The vessel is currently scheduled for extensive dockside and open-ocean testing, with a multi-month demonstration planned for spring 2025, DARPA said. Earlier this week, the vessel was seen being pushed by a tug through the Saratoga Passage in Puget Sound, near Naval Air Station Whidbey Island, first reported by The War Zone.
The NOMARS program, developed by the Defense Advanced Research Projects Agency (DARPA), “aims to challenge the traditional naval architecture model, designing a seaframe (the ship without mission systems) from the ground up with no provision, allowance, or expectation for humans on board," DARPA said in a statement. "By removing the human element from all ship design considerations, the program intends to demonstrate significant advantages, to include: size, cost, at-sea reliability, greater hydrodynamic efficiency, survivability to sea-state, and survivability to adversary actions through stealth considerations and tampering resistance.”

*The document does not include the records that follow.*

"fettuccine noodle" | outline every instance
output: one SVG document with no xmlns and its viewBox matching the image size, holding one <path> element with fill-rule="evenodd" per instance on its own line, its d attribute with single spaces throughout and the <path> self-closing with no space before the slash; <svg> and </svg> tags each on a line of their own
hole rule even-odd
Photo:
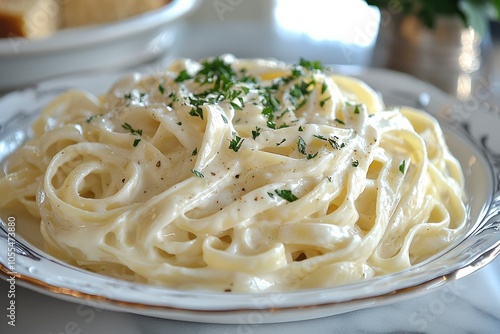
<svg viewBox="0 0 500 334">
<path fill-rule="evenodd" d="M 321 64 L 232 56 L 69 91 L 0 180 L 47 250 L 178 289 L 331 287 L 409 268 L 467 220 L 438 122 Z"/>
</svg>

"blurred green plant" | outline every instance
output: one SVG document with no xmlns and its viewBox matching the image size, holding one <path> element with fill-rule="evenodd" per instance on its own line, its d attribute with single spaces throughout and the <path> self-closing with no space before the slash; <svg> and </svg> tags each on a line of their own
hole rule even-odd
<svg viewBox="0 0 500 334">
<path fill-rule="evenodd" d="M 490 20 L 500 20 L 500 0 L 365 0 L 391 14 L 415 15 L 432 29 L 439 16 L 458 16 L 481 35 Z"/>
</svg>

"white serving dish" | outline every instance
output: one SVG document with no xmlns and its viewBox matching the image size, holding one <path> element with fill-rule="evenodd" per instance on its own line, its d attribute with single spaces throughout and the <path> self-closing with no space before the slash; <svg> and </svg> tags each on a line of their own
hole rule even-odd
<svg viewBox="0 0 500 334">
<path fill-rule="evenodd" d="M 164 55 L 200 0 L 172 0 L 109 24 L 63 29 L 40 39 L 0 39 L 0 92 L 54 76 L 116 70 Z"/>
<path fill-rule="evenodd" d="M 429 260 L 407 270 L 328 289 L 289 293 L 229 294 L 134 284 L 67 265 L 37 247 L 36 229 L 16 234 L 16 268 L 10 273 L 5 252 L 0 274 L 16 284 L 68 301 L 153 317 L 210 323 L 272 323 L 320 318 L 434 291 L 465 277 L 500 253 L 500 140 L 498 115 L 465 110 L 459 101 L 412 77 L 396 72 L 339 68 L 380 91 L 388 104 L 415 104 L 425 95 L 425 109 L 438 117 L 447 143 L 465 172 L 470 201 L 467 233 Z M 0 160 L 25 139 L 26 129 L 40 108 L 55 95 L 79 87 L 103 93 L 116 74 L 100 74 L 45 82 L 0 99 Z M 422 99 L 420 99 L 422 102 Z M 4 222 L 5 223 L 5 222 Z M 0 223 L 0 227 L 2 224 Z M 6 249 L 6 226 L 0 229 L 0 249 Z"/>
</svg>

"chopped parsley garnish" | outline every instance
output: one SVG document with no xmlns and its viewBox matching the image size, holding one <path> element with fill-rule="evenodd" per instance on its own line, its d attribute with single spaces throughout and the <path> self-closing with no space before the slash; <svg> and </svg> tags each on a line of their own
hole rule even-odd
<svg viewBox="0 0 500 334">
<path fill-rule="evenodd" d="M 356 107 L 354 107 L 354 113 L 359 114 L 359 105 L 356 104 Z"/>
<path fill-rule="evenodd" d="M 302 92 L 300 91 L 300 87 L 298 85 L 295 85 L 291 90 L 290 90 L 290 95 L 296 99 L 302 97 Z"/>
<path fill-rule="evenodd" d="M 306 60 L 304 58 L 300 58 L 299 65 L 307 70 L 318 70 L 323 71 L 323 64 L 319 60 Z"/>
<path fill-rule="evenodd" d="M 243 110 L 243 108 L 235 102 L 229 102 L 229 104 L 231 104 L 234 110 Z"/>
<path fill-rule="evenodd" d="M 322 135 L 314 135 L 314 137 L 318 138 L 319 140 L 325 140 L 326 141 L 326 138 L 323 137 Z"/>
<path fill-rule="evenodd" d="M 335 137 L 335 139 L 338 139 L 338 137 Z M 335 140 L 333 138 L 329 138 L 328 139 L 328 143 L 336 150 L 340 150 L 342 147 L 342 145 L 339 145 L 339 143 L 337 142 L 337 140 Z"/>
<path fill-rule="evenodd" d="M 161 95 L 165 94 L 165 86 L 163 86 L 162 82 L 158 84 L 158 91 L 161 93 Z"/>
<path fill-rule="evenodd" d="M 334 121 L 339 123 L 339 124 L 345 125 L 344 121 L 341 119 L 335 118 Z"/>
<path fill-rule="evenodd" d="M 240 136 L 235 136 L 229 142 L 229 148 L 232 149 L 235 152 L 238 152 L 244 141 L 245 141 L 245 139 L 241 138 Z"/>
<path fill-rule="evenodd" d="M 268 124 L 274 124 L 274 128 L 276 128 L 276 123 L 273 122 L 274 114 L 280 109 L 280 102 L 274 95 L 272 95 L 270 90 L 267 90 L 266 92 L 261 94 L 261 97 L 262 104 L 264 105 L 264 108 L 262 109 L 262 115 L 267 118 Z M 273 128 L 271 126 L 269 127 Z"/>
<path fill-rule="evenodd" d="M 286 124 L 286 123 L 283 123 L 279 126 L 279 129 L 284 129 L 284 128 L 288 128 L 290 127 L 290 125 Z"/>
<path fill-rule="evenodd" d="M 194 176 L 196 176 L 196 177 L 205 177 L 205 175 L 201 174 L 196 169 L 191 169 L 191 173 L 193 173 Z"/>
<path fill-rule="evenodd" d="M 302 154 L 307 154 L 306 152 L 306 142 L 304 141 L 304 138 L 299 136 L 299 139 L 297 140 L 297 149 L 299 150 L 300 153 Z"/>
<path fill-rule="evenodd" d="M 295 107 L 297 110 L 299 110 L 300 108 L 302 108 L 305 104 L 307 103 L 307 99 L 306 98 L 303 98 L 302 101 L 300 101 L 299 104 L 297 104 L 297 106 Z"/>
<path fill-rule="evenodd" d="M 274 194 L 273 193 L 267 192 L 267 194 L 269 195 L 269 197 L 274 198 Z"/>
<path fill-rule="evenodd" d="M 195 81 L 202 84 L 213 83 L 212 91 L 215 92 L 224 92 L 233 86 L 236 73 L 231 64 L 226 64 L 221 58 L 214 58 L 203 61 L 201 65 L 203 67 L 196 73 Z"/>
<path fill-rule="evenodd" d="M 102 117 L 103 114 L 98 114 L 98 115 L 92 115 L 92 116 L 89 116 L 87 117 L 87 119 L 85 120 L 85 123 L 90 123 L 94 120 L 95 117 Z"/>
<path fill-rule="evenodd" d="M 255 130 L 252 130 L 252 138 L 253 138 L 253 140 L 255 140 L 255 138 L 257 138 L 258 136 L 260 136 L 260 130 L 262 130 L 262 129 L 259 128 L 258 126 L 255 127 Z"/>
<path fill-rule="evenodd" d="M 136 130 L 134 128 L 132 128 L 132 126 L 129 124 L 129 123 L 123 123 L 122 124 L 122 128 L 124 128 L 125 130 L 128 130 L 130 131 L 130 133 L 132 135 L 136 135 L 136 136 L 142 136 L 142 130 Z M 141 139 L 140 138 L 136 138 L 134 139 L 134 147 L 137 147 L 137 145 L 139 145 L 139 143 L 141 142 Z"/>
<path fill-rule="evenodd" d="M 285 110 L 283 110 L 283 112 L 282 112 L 280 115 L 278 115 L 276 118 L 277 118 L 277 119 L 280 119 L 280 118 L 282 118 L 283 116 L 285 116 L 285 115 L 286 115 L 286 113 L 289 113 L 289 112 L 290 112 L 290 108 L 286 108 L 286 109 L 285 109 Z"/>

In a separate milestone, DARPA recently executed a successful at-sea refueling test for its NOMARS program in January. The test, conducted by the U.S. Navy's unmanned maritime systems program office and USV Squadron 1, in collaboration with DARPA, involved two experimental USVs—Ranger and Mariner. Ranger carried a receiving station designed to simulate Defiant’s future refueling system, while Mariner, developed by Serco Inc., was equipped with a refueling mini-station.
The success of the refueling test is a step toward enabling NOMARS vessels to extend their operational range without human intervention, further supporting the program’s goal of developing long-endurance, autonomous ships capable of independent deployment.